# Scottish mini meet Wed 7th Nov ?



## malstt (Apr 18, 2007)

Hi, Im coming up to Scotland , staying at Cameron House for a week and was wondering if any one in that area fancies a liitle meet up on wedensday night 7th of November ? Suggestions welcome for location, I dont mind travelling a bit if anyone has a good place in mind for a bite to eat and a chat.
Cheers
Mal


----------



## trev (Aug 5, 2005)

You book a table at the Cameron hotel :wink: am up for a meet Mal will let you know if am on call or not but sure I can sort something out for the 7th


----------



## dzTT (Mar 11, 2009)

I'll be up for something think Zoe is working away for a few days then so I'll only have to pay for myself :lol:


----------



## malstt (Apr 18, 2007)

:lol: Makes it cheaper. Trev, can book the hotel if you want ( I get 20% discount ) or we could meet halfway ?


----------



## trev (Aug 5, 2005)

:lol: Mal stayed there for a week a couple of years ago in the villas, still paying it off :wink: will have a look at places around there, so it not so far for peeps to travel mid week looking forward to it


----------



## dzTT (Mar 11, 2009)

Im sure there is burger selling establishment in the surrounding area that is reasonably priced :roll: :lol:


----------



## trev (Aug 5, 2005)

dzTT said:


> Im sure there is burger selling establishment in the surrounding area that is reasonably priced :roll: :lol:


 Thought you might know of a burger van in and around that area :lol:


----------



## missile (Jul 18, 2011)

I might be up for that [smiley=dude.gif]


----------



## malstt (Apr 18, 2007)

The more the merrier. 8)


----------



## jimmyf (Oct 12, 2010)

I would be up for that  would save me making my tea that night :roll:


----------



## trev (Aug 5, 2005)

Reading between the lines mate, you want us to buy your dinner :lol: :-*


----------



## malstt (Apr 18, 2007)

This is looking good, We just need a venue now.


----------



## malstt (Apr 18, 2007)

Not long now, anymore for this ?


----------



## dzTT (Mar 11, 2009)

We found somewhere to go yet?


----------



## malstt (Apr 18, 2007)

Not yet, any ideas ?


----------



## V6RUL (May 28, 2009)

If its Loch Lomond, then i will have to pass as its a 4 hour drive from Aberdeen..  
Steve


----------



## jimmyf (Oct 12, 2010)

Don't know what everyone fancies but plenty eating places on Byres Road (Glasgow West End),,,eg nice Italian.. Paperino's (G12 8UD).

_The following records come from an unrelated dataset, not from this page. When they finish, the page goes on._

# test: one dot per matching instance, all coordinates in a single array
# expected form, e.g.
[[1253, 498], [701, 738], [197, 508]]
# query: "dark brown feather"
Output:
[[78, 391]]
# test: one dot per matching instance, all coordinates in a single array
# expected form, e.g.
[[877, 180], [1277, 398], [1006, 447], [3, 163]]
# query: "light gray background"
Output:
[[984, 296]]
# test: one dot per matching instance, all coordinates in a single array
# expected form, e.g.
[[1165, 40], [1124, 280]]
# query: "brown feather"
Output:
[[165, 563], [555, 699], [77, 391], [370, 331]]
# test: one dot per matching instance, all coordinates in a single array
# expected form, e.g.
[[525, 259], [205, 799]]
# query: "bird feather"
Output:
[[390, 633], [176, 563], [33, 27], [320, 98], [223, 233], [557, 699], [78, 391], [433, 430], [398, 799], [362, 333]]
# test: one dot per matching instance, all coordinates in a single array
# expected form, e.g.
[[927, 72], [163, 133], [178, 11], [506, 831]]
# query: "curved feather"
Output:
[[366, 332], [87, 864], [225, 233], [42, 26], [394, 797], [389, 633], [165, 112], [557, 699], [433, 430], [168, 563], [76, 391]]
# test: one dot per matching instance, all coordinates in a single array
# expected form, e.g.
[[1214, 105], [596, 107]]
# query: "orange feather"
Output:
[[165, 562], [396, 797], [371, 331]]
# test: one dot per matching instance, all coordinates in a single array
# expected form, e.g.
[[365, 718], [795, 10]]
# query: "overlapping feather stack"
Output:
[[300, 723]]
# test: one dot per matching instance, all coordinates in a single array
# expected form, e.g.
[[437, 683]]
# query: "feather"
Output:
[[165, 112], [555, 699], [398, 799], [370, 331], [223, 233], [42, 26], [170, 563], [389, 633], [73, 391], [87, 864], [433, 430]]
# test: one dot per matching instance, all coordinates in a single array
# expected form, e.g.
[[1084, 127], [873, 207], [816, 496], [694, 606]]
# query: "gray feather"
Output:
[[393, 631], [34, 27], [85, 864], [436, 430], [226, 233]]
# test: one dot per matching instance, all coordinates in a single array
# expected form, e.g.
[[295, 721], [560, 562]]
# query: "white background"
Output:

Handy for Mal comin in from Loch Lomond. The rest of us could meet up at Glasgow Fort and drive in.....alternatively there is Frankie & Benny's at Glasgow Fort (G33 5AL)

Just something to start us thinking.....I'm easy


----------



## dzTT (Mar 11, 2009)

Theres a fine dining at some scottish place near the fort as well...goes by the name of McDonalds. Never heard of it before. :roll:


----------



## jimmyf (Oct 12, 2010)

dzTT said:


> Theres a fine dining at some scottish place near the fort as well...goes by the name of McDonalds. Never heard of it before. :roll:


McCheapskate [smiley=gossip.gif]


----------



## malstt (Apr 18, 2007)

Me and Elaine dont mind. What ever you fancy.

Sent from my GT-I5800 using Tapatalk 2


----------



## malstt (Apr 18, 2007)

So where are we going?

Sent from my GT-I5800 using Tapatalk 2


----------



## missile (Jul 18, 2011)

Hi,

I shall have to miss this event, but hope you guys have a great time whatever you decide.


----------



## dzTT (Mar 11, 2009)

sorry mal I wont be able to make it for tonight. got a list of stuff to get done on the house now that zoe is away for a few days :x


----------



## malstt (Apr 18, 2007)

No bother. Shame you both cant make it. Maybe next time. Anybody still coming?

Sent from my GT-I5800 using Tapatalk 2


----------



## malstt (Apr 18, 2007)

Going to have to cancel this due to lack of interest. Sorry.:sad:

Sent from my GT-I5800 using Tapatalk 2


----------



## jimmyf (Oct 12, 2010)

It's a real disappointment there was not more interest shown Mal 

...............hope you guys enjoy the rest of your week up here 

Jimmy


----------



## malstt (Apr 18, 2007)

Thanks. Had a great time so far.

Sent from my GT-I5800 using Tapatalk 2


----------